Pela janela
Fico observando a paisagem urbana
através de minha janela adaptada contra a luz do sol, na noite que chove e faz
calor, e enquanto uma música toca nos alto-falantes do computador mais próximo,
uma música conhecidíssima, íntima, sempre presente nos tempos idos, fico
olhando para a avenida intransponível durante o dia e deserta nessa hora em que
a maioria dorme e outros tantos estão acordados fazendo-se sabe lá o que!
Observo, sem querer, que não
existem estrelas, apenas as luzes vermelhas no topo dos prédios avisando aos
aviões que existe um edifício ali.

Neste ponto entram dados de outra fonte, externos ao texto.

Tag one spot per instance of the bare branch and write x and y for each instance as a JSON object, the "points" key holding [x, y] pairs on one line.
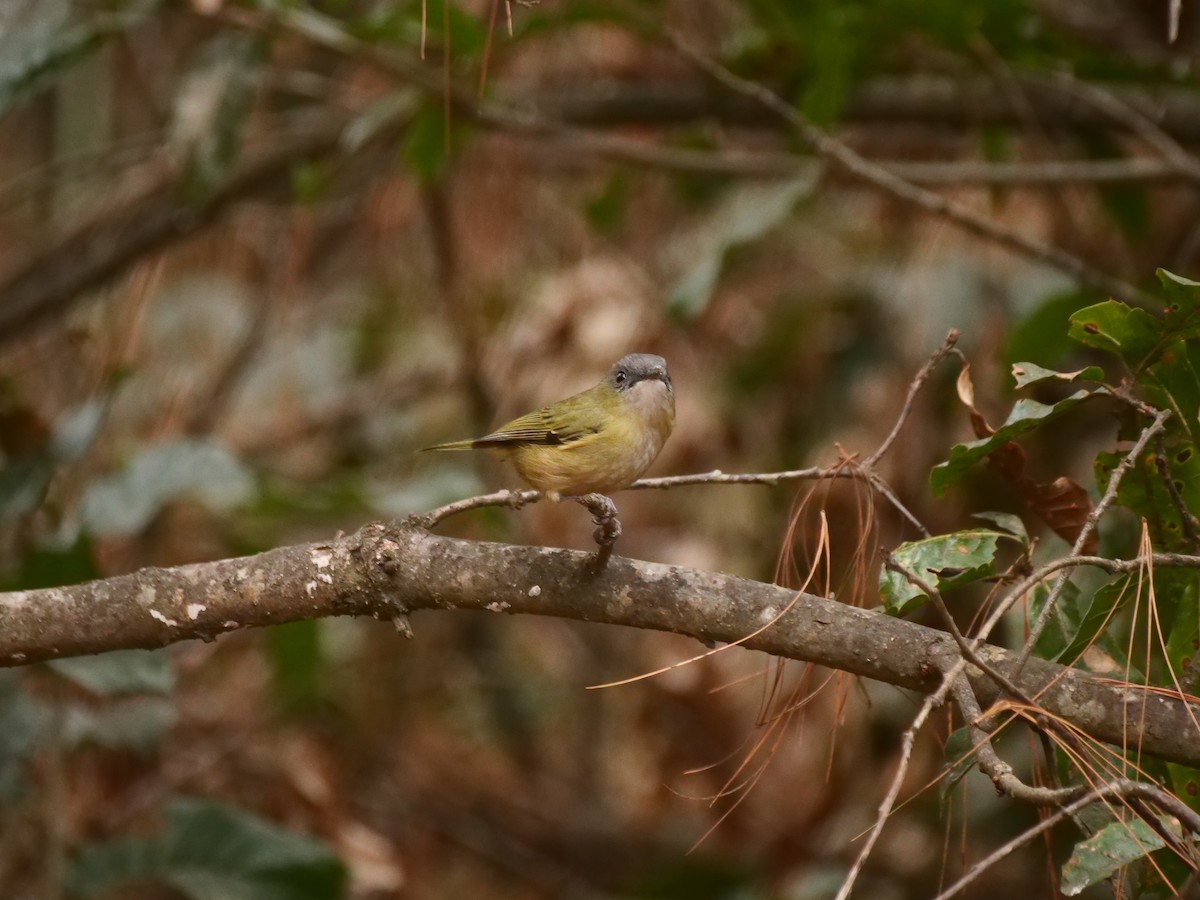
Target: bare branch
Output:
{"points": [[384, 569], [858, 167]]}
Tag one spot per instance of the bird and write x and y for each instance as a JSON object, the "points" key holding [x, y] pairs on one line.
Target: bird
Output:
{"points": [[592, 443]]}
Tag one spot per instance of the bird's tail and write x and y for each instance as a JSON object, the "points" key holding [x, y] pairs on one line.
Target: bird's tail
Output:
{"points": [[451, 445]]}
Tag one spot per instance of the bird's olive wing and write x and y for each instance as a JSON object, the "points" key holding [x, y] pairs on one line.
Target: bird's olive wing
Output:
{"points": [[549, 426]]}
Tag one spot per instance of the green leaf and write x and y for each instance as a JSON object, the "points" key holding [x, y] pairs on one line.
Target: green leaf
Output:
{"points": [[1062, 625], [126, 502], [1026, 415], [1171, 383], [1144, 491], [23, 720], [1185, 784], [1110, 849], [23, 485], [960, 759], [1183, 639], [1006, 522], [1182, 311], [133, 724], [945, 562], [426, 150], [298, 664], [43, 40], [1026, 373], [606, 210], [213, 108], [209, 851], [744, 215], [120, 672], [1107, 601], [1129, 333], [1042, 334]]}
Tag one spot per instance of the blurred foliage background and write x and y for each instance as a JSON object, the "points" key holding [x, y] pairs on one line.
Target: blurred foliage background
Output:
{"points": [[255, 253]]}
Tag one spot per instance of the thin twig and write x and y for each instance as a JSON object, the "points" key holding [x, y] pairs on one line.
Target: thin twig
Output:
{"points": [[855, 165], [1093, 517], [906, 747], [918, 382]]}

Vermelhas como o sinal de pare do semáforo,
como o batom que percorre muitas bocas durante o dia, como as cartas de um
baralho que enriquece uns e empobrece outros, como a felicidade de verão de
casais apaixonados, como a lingerie dos filmes e fotos, como a cor dos olhos
após uma desilusão – ou após uma alergia pesada.
São tantas que as estrelas somem deixando
um céu feio, escuro, sem brilho, sem olhos, sem passado e sem perspectivas.
Lindas estrelas que habitam o mais-que-longe do universo somem como se fossem
peixes assustados deixando sonhos sem graça (quando existem), ao sabor de uma
vida artificial, construída em prédios sem espaço, sem jardins, sem críticas,
sem barulhos, sem gritos e sem diversão.
Perscrutando esses prédios não
vejo o você que os poetas tanto falam, nem aqueles amores de números que
sucedem uma boa prosa. Apenas a incapacidade de estar tranquilo com a vida.
Nesses prédios, a vida é sempre monótona e menos interessante que o cálculo de
uma integral tripla de uma função trigonométrica hiperbólica.
Sem nada para distrair-me acabo
fechando essa janela quebrável, feia, e vou para o único lugar onde a vida
ruge: a música que toca no computador alheio mais próximo.